🎯 Three-Dimensional Scoring System¶

The authoritative guide to CapiscIO's scoring system - Used by both CapiscIO CLI and A2A Security

Why Three Dimensions?¶

The Problem with Single Scores:

Imagine you evaluate an agent and get a score of 67/100. What does that tell you?

Is it compliant with the protocol but untrusted?
Is it trusted but often unavailable?
Is it a security risk or just poorly configured?
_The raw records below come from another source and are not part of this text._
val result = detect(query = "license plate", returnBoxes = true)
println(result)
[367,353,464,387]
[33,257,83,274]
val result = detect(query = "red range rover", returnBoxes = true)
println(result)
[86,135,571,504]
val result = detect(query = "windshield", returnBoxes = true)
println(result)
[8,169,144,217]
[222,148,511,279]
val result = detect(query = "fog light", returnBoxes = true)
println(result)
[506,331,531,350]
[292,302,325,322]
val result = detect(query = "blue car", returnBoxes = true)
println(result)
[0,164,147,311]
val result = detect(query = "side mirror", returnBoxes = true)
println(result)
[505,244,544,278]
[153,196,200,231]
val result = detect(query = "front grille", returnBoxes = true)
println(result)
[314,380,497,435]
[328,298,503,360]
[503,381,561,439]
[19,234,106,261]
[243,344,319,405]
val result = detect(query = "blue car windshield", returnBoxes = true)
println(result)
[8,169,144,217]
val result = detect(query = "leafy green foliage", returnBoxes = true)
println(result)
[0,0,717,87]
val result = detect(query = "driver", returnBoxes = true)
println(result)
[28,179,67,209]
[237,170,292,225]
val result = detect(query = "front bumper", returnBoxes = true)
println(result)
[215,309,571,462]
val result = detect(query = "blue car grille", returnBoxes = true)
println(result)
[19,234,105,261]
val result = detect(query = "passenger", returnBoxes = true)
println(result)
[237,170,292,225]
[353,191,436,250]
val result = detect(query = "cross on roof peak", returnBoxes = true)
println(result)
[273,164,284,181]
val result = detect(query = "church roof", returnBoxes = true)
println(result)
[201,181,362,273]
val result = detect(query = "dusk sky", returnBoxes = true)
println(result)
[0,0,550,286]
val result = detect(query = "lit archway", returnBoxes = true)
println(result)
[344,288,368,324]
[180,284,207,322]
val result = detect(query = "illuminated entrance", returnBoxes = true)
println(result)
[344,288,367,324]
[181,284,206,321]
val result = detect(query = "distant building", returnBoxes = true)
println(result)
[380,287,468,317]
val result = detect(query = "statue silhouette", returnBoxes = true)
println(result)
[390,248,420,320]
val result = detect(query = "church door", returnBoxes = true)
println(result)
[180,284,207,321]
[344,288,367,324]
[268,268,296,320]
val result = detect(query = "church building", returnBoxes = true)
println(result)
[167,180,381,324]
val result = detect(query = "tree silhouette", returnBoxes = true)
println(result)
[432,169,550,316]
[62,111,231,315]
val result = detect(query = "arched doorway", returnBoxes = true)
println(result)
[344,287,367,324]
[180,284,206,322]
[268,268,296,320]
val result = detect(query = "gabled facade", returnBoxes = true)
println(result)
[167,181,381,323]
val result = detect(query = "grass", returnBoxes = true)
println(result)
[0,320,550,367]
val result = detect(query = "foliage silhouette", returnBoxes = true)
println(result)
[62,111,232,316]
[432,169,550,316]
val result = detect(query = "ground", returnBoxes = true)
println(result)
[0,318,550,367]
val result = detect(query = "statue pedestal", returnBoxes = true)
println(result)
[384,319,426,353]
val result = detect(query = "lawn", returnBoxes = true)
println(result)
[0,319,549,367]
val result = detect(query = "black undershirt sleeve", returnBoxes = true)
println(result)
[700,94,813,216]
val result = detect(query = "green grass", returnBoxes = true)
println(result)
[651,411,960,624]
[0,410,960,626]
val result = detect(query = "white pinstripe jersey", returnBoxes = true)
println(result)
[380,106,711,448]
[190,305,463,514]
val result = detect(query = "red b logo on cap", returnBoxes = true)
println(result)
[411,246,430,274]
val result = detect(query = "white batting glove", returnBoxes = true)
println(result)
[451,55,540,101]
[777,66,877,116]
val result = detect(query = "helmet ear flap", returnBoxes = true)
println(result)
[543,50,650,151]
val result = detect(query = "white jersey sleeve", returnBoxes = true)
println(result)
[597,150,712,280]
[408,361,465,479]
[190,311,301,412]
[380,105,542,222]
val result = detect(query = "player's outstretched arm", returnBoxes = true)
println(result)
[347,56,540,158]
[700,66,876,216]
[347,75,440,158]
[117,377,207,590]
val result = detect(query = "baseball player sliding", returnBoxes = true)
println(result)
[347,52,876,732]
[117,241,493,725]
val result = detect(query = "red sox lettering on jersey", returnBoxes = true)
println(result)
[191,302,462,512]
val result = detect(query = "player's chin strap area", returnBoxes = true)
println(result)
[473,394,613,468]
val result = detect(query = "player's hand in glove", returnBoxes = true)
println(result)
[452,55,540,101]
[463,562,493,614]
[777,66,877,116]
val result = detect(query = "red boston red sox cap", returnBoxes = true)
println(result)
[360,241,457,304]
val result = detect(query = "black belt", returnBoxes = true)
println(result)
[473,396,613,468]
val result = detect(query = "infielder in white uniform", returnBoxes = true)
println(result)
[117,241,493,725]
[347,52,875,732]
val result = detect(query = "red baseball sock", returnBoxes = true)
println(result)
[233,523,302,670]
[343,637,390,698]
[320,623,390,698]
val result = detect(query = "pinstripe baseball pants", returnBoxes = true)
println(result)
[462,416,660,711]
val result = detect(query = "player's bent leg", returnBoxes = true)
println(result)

You can't tell. And you can't make informed decisions.

Real-World Scenario¶

You're building a payment processing agent. You discover two potential partner agents:

Agent A: Compliance: 95, Trust: 45, Availability: 90
Translation: Perfectly follows the protocol, always up, but no signature verification, missing provider info. Don't use for payments.
Agent B: Compliance: 80, Trust: 95, Availability: 80
Translation: Minor protocol quirks, occasionally slow, but fully signed, verified provider, excellent security. Good for payments.

A single score would show them both as ~75. Three dimensions tell you the REAL story.

Overview¶

Every agent card validation returns three independent score dimensions:

📄 Spec Compliance (0-100)

How well does the agent card conform to the A2A v0.3.0 specification?

Measures protocol adherence, required fields, format validation, and data quality.
🔐 Trust (0-100)

How trustworthy and secure is this agent?

Measures security practices, cryptographic signatures, provider info, and documentation.
🚀 Availability (0-100)

Is the agent operationally available and responding correctly?

Measures endpoint health, transport support, and response quality. (Optional - requires live testing)

Each dimension has its own detailed breakdown, rating enum, and independent scoring logic.

📄 Dimension 1: Spec Compliance (100 points)¶

What it measures: How well the agent card adheres to the A2A v0.3.0 specification.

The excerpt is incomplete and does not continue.